I am well aware that there are a million things which attract your attention, but I want to challenge you to listen to yourself instead of to others. When you read this text, you are not listening to me, but to yourself. As you put more energy into what it is like to listen to yourself you find that you almost never do this. This text is giving you the opportunity to do something which no other text would let you do. These words bring your attention to yourself. Because you listen to the sound of your speaking voice, you become aware of how you are feeling in this moment. These words don’t tell you what to feel, but they make it possible for you to pause a moment and take note of what you feel. You feel something different every moment, but when you speak with others, it is seldom possible to address these moment-to-moment fluctuations.

These words support you in feeling whatever you feel at this moment, no matter what it is. It is completely up to you to let yourself know what you feel. Many people have problems expressing what they feel as they don’t really know what they feel because it keeps changing from moment to moment. The confusion is not about what they feel, but it is their way of talking which doesn’t allow for the expression of the changes which happen from moment to moment. Once you get used to expressing whatever you feel, you will be no longer so confused. It is possible to do this. You are doing it right know whether you know it or not.

My long texts have an accumulative effect which can only be obtained if you read the whole piece. I don’t want you to race through these words and I write in such a way that this is not possible. Why are you so much in a hurry? Why can’t you slow down a bit and have some relief from your racing thoughts? If you want to continue being rushed, anxious, stressed and agitated, you probably don’t want to continue reading this description of your behavior as it is annoying and confronting. However, if you listen how your voice is expressing the sound of your hurry, fear, tension and anger, you would appreciate these words much more.

The longer time you spend listening to your voice, the more the importance of it begins to make sense to you. It is often said we should get better at listening to each other, but even if we do our best in trying to be better listeners, we still don’t succeed. Few us know that our ability to listen to others is only as good as our ability to listen to ourselves. In other words, we can’t and we don’t really listen to each other as long as we haven’t been stimulated to listen to ourselves; self-listening includes other-listening, but most other-listening excludes self-listening.
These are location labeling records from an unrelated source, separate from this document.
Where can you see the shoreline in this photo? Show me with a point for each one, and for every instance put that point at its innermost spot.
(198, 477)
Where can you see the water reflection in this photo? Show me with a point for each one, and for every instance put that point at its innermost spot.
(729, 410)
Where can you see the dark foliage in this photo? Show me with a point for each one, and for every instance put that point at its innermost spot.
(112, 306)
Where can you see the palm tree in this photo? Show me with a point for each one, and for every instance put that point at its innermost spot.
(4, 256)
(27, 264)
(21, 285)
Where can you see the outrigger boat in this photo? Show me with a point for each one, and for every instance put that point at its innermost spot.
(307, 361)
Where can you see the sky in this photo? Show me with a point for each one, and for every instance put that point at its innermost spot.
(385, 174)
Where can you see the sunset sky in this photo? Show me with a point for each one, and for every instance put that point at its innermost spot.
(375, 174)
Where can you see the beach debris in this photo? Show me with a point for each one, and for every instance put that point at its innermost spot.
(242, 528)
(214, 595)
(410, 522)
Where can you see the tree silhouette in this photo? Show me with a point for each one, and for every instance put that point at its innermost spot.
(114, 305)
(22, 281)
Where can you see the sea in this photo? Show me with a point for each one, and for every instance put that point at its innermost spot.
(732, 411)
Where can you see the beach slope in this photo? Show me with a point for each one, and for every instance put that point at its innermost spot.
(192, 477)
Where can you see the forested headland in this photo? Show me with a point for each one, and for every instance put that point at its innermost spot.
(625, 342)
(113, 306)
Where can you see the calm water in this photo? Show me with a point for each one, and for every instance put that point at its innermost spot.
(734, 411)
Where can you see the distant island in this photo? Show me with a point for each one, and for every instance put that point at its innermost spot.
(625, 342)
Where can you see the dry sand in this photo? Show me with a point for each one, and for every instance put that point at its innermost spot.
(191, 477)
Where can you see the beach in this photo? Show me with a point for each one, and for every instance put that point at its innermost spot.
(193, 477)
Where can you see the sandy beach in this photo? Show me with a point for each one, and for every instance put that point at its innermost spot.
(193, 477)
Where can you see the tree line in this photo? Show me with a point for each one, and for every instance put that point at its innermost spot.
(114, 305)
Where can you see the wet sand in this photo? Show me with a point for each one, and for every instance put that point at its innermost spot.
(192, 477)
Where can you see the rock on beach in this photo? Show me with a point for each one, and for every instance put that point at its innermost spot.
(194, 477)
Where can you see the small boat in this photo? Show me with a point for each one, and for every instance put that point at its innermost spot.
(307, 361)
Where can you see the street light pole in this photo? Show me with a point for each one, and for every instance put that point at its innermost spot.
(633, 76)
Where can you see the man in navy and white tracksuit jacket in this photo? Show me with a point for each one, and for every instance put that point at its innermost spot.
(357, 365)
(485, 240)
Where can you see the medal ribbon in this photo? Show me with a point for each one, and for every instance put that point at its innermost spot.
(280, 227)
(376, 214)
Sound Verbal Behavior (SVB) stimulates us to listen to ourselves while we speak. When we engage in ongoing SVB we realize that listening to each other is never a problem. Other-listening is only a problem when we engage in Noxious Verbal Behavior (NVB). As we are unfamiliar with the SVB/NVB distinction, we don’t realize that many, seemingly complicated, problems with listening to others are related to the fact that NVB speaker don’t listen to themselves, but force others to listen to them. My texts are long as they stimulate you to explore and accept the truth about the great difference between SVB and NVB. I do not claim to be able to convince you with my writings about the existence of these universal response classes; you will have to convince yourself.